Le Sphinx : Qu’est-ce qui a motivé la tournée que vous effectuez depuis quelque temps au nom du Parti pour le développement économique et la solidarité (Pdes) dont vous êtes actuellement le président ?

 

Sadou Diallo : J’ai pris la tête de ce parti depuis six mois, plus précisément depuis que mes pairs ont voulu porter leur choix sur ma modeste personne afin que je puisse diriger le parti, en tant que président intérimaire. Dès que j’ai pris fonction, à la première réunion, j’ai initié un programme de tournée pour parcourir le Mali afin de voir ce qui reste de nos cendres. Je dis cendres parce que nous sommes un parti qui a régné pendant deux mandats et à la fin du second mandat le pouvoir nous a été retiré par un coup d’état. Pas donc par des voies démocratiques. Vous savez que lorsqu’un parti au pouvoir est déchu par un coup d’état, ce sont les cendres qui restent parce que le parti a brûlé. Hier, tout le monde était Pdes, pour la simple raison que notre Bureau, au niveau du Comité exécutif national, comptait plus de trois cents membres. Alors que suite au coup d’Etat, quand je partais en réunion au niveau du parti, je ne trouvais que six à sept personnes autour de la table, entourant le secrétaire général.

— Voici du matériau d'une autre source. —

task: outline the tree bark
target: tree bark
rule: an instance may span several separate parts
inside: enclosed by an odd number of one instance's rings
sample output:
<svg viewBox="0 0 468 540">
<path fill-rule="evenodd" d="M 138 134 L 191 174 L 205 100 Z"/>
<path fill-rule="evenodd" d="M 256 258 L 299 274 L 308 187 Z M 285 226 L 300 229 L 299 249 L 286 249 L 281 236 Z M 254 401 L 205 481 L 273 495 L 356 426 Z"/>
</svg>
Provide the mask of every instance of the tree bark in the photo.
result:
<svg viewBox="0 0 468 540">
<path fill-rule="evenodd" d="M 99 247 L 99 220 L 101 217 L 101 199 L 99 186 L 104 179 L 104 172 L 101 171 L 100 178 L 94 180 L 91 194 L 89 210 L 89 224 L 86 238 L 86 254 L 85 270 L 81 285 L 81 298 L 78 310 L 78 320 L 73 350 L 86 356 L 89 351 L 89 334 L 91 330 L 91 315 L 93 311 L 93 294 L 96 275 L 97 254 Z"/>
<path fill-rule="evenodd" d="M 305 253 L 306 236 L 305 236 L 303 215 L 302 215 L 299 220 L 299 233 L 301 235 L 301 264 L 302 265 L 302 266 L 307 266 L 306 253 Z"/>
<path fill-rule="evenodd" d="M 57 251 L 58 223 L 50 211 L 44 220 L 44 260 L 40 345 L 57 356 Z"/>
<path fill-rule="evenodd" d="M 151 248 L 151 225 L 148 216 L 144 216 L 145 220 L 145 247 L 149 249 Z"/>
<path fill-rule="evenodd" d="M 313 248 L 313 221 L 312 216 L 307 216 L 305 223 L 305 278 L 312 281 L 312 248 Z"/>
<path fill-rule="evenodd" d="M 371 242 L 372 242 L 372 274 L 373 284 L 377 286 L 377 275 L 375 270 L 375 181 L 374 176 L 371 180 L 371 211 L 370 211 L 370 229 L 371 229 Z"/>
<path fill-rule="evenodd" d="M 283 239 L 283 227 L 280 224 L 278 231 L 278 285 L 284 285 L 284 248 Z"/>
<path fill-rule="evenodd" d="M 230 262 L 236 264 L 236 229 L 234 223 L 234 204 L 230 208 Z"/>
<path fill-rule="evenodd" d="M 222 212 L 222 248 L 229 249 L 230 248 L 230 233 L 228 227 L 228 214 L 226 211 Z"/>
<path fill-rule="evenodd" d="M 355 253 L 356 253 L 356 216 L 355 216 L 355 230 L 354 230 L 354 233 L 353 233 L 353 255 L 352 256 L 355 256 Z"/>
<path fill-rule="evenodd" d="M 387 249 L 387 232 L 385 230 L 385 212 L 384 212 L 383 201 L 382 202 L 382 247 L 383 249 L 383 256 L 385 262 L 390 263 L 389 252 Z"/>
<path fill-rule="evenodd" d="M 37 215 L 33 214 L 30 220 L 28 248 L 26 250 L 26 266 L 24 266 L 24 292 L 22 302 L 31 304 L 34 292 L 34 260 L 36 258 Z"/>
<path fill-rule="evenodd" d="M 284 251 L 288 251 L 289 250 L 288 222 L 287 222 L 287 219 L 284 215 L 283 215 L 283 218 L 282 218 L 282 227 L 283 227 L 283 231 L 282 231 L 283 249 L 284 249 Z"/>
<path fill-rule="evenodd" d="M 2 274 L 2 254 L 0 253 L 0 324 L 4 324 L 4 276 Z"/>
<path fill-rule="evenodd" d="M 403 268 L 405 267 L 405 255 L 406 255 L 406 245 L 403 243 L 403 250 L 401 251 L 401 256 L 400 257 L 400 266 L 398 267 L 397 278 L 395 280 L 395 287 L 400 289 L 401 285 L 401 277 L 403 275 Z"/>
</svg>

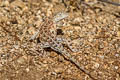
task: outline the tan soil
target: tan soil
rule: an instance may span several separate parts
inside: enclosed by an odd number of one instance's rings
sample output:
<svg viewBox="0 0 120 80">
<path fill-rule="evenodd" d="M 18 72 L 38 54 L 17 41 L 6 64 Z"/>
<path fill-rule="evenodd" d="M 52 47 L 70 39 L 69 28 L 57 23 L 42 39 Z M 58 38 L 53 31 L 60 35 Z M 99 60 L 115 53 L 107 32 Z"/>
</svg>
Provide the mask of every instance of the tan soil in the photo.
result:
<svg viewBox="0 0 120 80">
<path fill-rule="evenodd" d="M 43 16 L 67 11 L 59 23 L 72 53 L 97 80 L 120 80 L 120 7 L 85 0 L 0 0 L 0 80 L 91 80 L 57 52 L 36 53 L 29 38 Z M 66 5 L 66 6 L 65 6 Z"/>
</svg>

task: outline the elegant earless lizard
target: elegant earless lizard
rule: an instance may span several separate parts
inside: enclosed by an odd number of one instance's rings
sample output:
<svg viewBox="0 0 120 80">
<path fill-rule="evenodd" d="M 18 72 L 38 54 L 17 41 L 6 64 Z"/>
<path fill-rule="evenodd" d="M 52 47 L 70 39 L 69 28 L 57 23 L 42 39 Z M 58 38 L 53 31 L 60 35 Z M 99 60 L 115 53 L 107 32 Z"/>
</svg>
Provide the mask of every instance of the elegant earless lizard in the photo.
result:
<svg viewBox="0 0 120 80">
<path fill-rule="evenodd" d="M 53 19 L 47 17 L 43 20 L 43 23 L 40 25 L 39 30 L 36 34 L 34 34 L 30 40 L 34 40 L 37 36 L 40 40 L 39 46 L 40 50 L 44 50 L 44 48 L 50 47 L 52 50 L 59 52 L 63 57 L 65 57 L 67 60 L 71 61 L 73 64 L 75 64 L 80 70 L 82 70 L 84 73 L 89 75 L 92 79 L 94 79 L 89 71 L 85 70 L 80 63 L 73 58 L 70 53 L 64 48 L 63 42 L 71 49 L 72 46 L 70 46 L 70 42 L 66 39 L 62 39 L 60 37 L 57 37 L 57 29 L 56 29 L 56 22 L 60 21 L 61 19 L 64 19 L 68 16 L 66 13 L 58 13 L 57 16 L 55 16 Z"/>
</svg>

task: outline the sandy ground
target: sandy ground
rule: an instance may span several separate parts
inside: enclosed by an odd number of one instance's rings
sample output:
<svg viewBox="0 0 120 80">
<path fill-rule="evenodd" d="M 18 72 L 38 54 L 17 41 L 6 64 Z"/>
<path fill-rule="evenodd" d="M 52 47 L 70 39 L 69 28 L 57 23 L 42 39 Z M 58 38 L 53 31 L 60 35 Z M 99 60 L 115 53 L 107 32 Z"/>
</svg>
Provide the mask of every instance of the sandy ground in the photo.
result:
<svg viewBox="0 0 120 80">
<path fill-rule="evenodd" d="M 96 80 L 120 80 L 120 7 L 89 1 L 0 0 L 0 80 L 92 80 L 57 52 L 34 54 L 29 39 L 43 16 L 61 11 L 69 17 L 58 33 L 78 50 L 71 55 Z"/>
</svg>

Le parti je l’ai aussi repris parce que l’ancien président du Pdes à qui je succède, Ahmadou Abdoulaye Diallo, a eu un poste international qui l’oblige à démissionner du parti. C’est d’ailleurs surtout pour cette raison que les pairs du parti ont fait appel à moi. Alors, je me suis dit que s’ils ont porté leur choix sur moi, c’est parce qu’ils savent  que je vais réveiller le parti. Vous voyez bien la situation. Moi-même, maire de Gao, si je viens prendre la tête d’un parti à Bamako, je ne dois donc pas laisser le Pdes dans les cendres. Donc j’ai décidé, avec les camarades qui viennent encore, de sillonner le Mali pour voir ce qui reste réellement des cendres. Je reste conscient que dans ce pays, il y a des hommes et des femmes dignes et nous pouvons nous donner la main pour ensemble réveiller le parti.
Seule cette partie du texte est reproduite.